$230 million deal brings DeShaun Watson and controversy to Cleveland Browns
Over the weekend, the Cleveland Browns made it official, confirming that they had reached an agreement with three-time pro-bowler Deshaun Watson to be their next quarterback. The deal comes with a lot of controversy including accusations of sexual harassment and assault against Watson from nearly two dozen women. Our sports commentator Terry Pluto has been following the story closely. He’s among those questioning the decision by the Browns.
The contract with the Browns gives Watson the largest guaranteed contract in NFL history. The five-year agreement is worth $230 million. Previously the highest guaranteed contract was the one Green Bay gave Aaron Rodgers valued at $150 million. Watson sat out the entire past season with the Houston Texans.
“The Browns would tell you he’s a top 5 quarterback. I would say the top 10. He’s above average. He’s pretty good. He’ll make them better,” Pluto said. The issue though, he says, is “they paid him as though he were the best, despite the civil charges hanging over him.”
But wait, there’s more
Pluto says it’s about more than just the money. The deal includes future draft picks including three No. 1 draft picks, which Pluto says are like gold.

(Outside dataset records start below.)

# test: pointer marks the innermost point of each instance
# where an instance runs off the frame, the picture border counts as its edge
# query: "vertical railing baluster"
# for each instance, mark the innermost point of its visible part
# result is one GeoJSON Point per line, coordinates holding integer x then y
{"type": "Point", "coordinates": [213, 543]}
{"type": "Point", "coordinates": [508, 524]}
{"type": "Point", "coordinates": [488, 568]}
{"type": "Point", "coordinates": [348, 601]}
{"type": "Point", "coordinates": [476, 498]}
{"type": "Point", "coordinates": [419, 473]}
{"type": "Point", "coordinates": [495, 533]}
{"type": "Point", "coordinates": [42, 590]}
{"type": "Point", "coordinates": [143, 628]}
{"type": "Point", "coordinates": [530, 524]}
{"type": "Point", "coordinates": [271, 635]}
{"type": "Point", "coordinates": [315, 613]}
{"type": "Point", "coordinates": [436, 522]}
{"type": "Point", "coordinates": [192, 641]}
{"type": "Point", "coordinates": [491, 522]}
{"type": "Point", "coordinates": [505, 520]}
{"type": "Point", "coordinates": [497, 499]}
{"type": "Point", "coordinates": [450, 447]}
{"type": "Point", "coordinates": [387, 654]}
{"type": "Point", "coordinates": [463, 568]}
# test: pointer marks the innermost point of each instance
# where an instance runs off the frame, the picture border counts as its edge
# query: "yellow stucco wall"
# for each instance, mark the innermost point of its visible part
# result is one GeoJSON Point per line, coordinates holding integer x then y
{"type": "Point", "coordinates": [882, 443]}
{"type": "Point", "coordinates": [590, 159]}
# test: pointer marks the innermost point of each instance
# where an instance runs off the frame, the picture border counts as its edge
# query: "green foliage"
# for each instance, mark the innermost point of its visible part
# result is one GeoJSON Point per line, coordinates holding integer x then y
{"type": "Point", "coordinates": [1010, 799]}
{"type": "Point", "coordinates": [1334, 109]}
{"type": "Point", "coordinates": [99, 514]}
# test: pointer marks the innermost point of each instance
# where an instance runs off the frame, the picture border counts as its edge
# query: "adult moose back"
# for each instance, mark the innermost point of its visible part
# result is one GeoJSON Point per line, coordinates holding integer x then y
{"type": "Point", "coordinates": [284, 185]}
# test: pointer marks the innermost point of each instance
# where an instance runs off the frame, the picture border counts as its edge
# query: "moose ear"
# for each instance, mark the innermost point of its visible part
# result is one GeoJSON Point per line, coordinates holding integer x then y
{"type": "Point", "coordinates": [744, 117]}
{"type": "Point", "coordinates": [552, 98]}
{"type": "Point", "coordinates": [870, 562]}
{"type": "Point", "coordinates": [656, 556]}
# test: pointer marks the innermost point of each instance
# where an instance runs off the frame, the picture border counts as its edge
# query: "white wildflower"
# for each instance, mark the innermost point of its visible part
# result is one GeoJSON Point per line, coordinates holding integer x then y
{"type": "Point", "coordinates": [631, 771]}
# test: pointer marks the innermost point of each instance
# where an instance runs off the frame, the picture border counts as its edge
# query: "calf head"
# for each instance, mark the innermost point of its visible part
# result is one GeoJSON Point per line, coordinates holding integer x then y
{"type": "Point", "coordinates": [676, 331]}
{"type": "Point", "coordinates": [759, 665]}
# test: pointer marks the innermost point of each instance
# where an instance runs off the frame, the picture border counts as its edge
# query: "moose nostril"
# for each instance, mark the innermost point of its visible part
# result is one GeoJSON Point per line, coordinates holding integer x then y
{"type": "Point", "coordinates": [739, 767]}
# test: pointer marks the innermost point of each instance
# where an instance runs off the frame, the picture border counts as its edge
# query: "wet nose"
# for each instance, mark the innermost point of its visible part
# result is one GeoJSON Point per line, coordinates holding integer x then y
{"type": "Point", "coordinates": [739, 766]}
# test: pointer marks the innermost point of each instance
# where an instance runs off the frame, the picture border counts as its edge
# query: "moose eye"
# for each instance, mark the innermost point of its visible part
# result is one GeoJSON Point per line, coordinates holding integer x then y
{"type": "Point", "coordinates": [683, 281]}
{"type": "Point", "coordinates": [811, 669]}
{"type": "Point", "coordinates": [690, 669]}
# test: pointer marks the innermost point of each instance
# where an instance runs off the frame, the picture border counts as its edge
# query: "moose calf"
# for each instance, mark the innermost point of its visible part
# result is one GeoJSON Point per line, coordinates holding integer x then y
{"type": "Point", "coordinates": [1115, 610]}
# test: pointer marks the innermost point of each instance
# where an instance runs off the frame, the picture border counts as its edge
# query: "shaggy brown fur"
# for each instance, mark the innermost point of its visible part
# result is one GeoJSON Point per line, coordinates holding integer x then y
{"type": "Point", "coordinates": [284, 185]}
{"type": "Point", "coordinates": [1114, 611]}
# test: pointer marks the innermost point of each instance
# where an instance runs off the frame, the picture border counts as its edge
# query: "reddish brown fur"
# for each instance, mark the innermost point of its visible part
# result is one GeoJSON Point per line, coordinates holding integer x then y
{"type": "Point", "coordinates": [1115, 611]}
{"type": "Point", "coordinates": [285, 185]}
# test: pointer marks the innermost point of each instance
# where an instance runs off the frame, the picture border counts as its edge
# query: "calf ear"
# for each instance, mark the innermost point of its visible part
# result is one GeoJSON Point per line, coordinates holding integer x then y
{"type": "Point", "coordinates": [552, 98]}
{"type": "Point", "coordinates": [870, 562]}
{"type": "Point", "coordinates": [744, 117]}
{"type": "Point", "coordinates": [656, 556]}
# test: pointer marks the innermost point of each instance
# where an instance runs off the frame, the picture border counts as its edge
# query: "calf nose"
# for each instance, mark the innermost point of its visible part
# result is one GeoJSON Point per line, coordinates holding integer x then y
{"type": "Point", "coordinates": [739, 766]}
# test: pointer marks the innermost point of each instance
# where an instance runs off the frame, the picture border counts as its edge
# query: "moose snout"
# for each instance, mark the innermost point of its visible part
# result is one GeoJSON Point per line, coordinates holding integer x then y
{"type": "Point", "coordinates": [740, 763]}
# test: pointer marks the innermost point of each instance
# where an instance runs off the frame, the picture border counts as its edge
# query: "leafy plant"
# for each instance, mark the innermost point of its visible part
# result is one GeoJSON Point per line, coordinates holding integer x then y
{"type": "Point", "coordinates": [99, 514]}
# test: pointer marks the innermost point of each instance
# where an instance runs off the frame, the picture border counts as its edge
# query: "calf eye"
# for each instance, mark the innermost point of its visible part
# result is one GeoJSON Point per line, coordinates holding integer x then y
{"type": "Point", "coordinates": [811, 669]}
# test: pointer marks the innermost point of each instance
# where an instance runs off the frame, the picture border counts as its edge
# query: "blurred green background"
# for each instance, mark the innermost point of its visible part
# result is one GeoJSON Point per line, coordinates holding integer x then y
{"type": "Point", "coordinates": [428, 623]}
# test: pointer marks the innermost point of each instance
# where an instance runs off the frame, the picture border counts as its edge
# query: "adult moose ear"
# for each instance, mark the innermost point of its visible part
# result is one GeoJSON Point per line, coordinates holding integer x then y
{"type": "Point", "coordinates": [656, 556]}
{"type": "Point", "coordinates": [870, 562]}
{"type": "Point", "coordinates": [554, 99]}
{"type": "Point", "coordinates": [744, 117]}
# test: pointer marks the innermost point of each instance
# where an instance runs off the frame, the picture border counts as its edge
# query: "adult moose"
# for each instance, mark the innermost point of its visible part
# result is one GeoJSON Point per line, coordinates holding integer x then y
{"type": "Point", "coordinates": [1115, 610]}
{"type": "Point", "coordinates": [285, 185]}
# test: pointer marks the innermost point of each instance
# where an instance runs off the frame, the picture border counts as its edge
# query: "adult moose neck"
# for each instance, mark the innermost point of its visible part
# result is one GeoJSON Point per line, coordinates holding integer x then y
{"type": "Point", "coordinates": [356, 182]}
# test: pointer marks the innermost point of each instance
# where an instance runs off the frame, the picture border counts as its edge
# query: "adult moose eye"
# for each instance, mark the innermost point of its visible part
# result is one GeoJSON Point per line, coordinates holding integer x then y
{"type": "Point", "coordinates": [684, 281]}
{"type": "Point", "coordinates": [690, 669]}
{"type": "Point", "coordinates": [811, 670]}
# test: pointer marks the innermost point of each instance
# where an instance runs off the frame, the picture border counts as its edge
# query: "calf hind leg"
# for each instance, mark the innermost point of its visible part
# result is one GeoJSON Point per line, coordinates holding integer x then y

“This is the first time since 1989 when three No. 1 draft picks were in a trade,” he said. Combine that with the highest contract ever for someone who sat out a year and will likely face suspension for at least part of the upcoming season and the moral issues and “it’s like he’s being rewarded for what happened.
Following a so-so season filled with injuries, there’s been talk of whether current quarterback Baker Mayfieldwould still have a job. He essentially found out about the team’s pursuit of Watson as everyone else did, by reading about it.
“They did not keep [Mayfield] informed upfront as they should have. Baker was not exactly an angel throughout all this either. He was pouting about some other stuff but that was a problem,” Pluto said.
The Browns also announced over the weekend it had traded backup quarterback Case Keenum to the Buffalo Bills in exchange for a draft pick. Pluto says other moves by the team are about freeing up money because of the NFL salary cap.
“When you spend a lot of money for one player, it takes away from being able to spend money for other players … What makes the NFL a really good league is it doesn’t matter if you’re Green Bay, Los Angeles, Cleveland, Pittsburgh or New England, you can only spend a certain amount of money on your team,” he said. Aside from that, Pluto says it really doesn’t matter how much money owner Jimmy Haslam spends on Watson.
Motivation for the Browns
Pluto points to the fact the Browns are tired of losing and of not having a true “franchise” quarterback. Dee and Jimmy Haslam “bought the team in 2012. They’ve had only one winning season," Pluto said. "I think they felt that at 26-years-old, DeShaun Watson, from a football standpoint, is coming into his own. They will tell you, and this is correct, ‘As far as we know, when Watson was leading Clemson to a national title, when Watson was in his first two years with Houston and playing very well, there were never any bad stories or charges or anything against him.’ So in other words, this is not a guy who’s had a whole long criminal history.”
Stefanski’s ticking clock
There’s been a revolving doors from both quarterbacks and head coaches for the Cleveland Browns. Does the acquisition of Watson signal the fact that the days may be numbered for coach Kevin Stefanski? Pluto says the most recent Browns coach to survive three full seasons was Romeo Pernell, who coached the Browns from 2005-2008. The closest was Hue Jackson who made it 2.5 years. Stefanski is heading into his third season, and Pluto says the pressure will be on.
“Unless things totally fall apart, he’ll survive this upcoming season. But the pressure on him to win has increased quite a bit, and it’s going to get even higher,” he said.